Friday, July 27, 2012

Custom Python Script - Batch Raster Extractor

Introduction 


This code was created during a Programming and Development for GIS course at UCLA during Winter 2012. The purpose of the code is intended for research conducted by Dr. Thomas Gillespie of the UCLA Geography Department, however the code can be used for a variety of applications.

Dr. Gillespie's research involves identifying global biodiversity hotspots that have seen significant landcover change. The data set being used is called the GLOBCOVER project and it is created by the European Space Agency (ESA). The data is a satellite imagery raster that has been classified into landcover types. A new data set is created every few years and Gillespie's research goal is to compare eco-regions, countries and protected areas over time to look for forest degradation.

To help solve this research question, this code produces statistics of landcover area (km2) and percentage land cover (%) for polygons (ie eco-regions, countries and protected areas). This is accomplished by using the polygons to extract pixel data from the GLOBCOVER raster. In order to do a temporal comparison, a separate code would be required to draw comparison statistics.

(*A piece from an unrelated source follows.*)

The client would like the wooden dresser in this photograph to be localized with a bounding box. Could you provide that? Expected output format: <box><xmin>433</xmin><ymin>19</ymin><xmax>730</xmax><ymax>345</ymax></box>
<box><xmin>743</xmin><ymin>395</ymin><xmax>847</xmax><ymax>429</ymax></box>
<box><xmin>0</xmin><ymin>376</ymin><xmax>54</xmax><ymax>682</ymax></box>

Technical Code Description:
The Batch Raster Extractor is meant to provide a standard and repeatable way to extract raster data using the polygons of a vector file. The script operates in four main steps. First, the user inputs the vector file and raster file of interest. Second, a split by attribute tool is used to export each polygon into a separate shapefile. Third, each polygon is masked on top of the raster and used to extract a subset of the raster. Fourth, statistics are calculated for each raster subset, Area and Percentage fields are appended to the attribute tables of each subset.

Code Requirements:
To use this code, the user must have Python 2.6 for ArcGIS 10 (or above) installed. A custom python script called "Split Layer by Attributes" is used in this code, it must be downloaded for this code to work from this link. User must have licensing for ArcGIS Spatial Analyst Extension.

Code Usage Guide:
  1. Copy and past code below into Python IDLE window and save as a .py. 
  2. Change / modify the ten lines in the code that have a comment on the right hand side in green (indicated by ' ### '  )
  3. Save  [ CTRL + S ]
  4. Run [ F5 ]
Trouble Shooting
  1. If code returns a 'NoneType' error, close all files (including ArcMap, IDLE and shell) and re-run code. (This error is due to the code's use of the custom tool "Split Layer By Attributes"
  2. If code crashes while running, it is possible that polygons exist in the vector file that do not have corresponding raster data to extract. To fix this, manually remove those polygons in ArcMap.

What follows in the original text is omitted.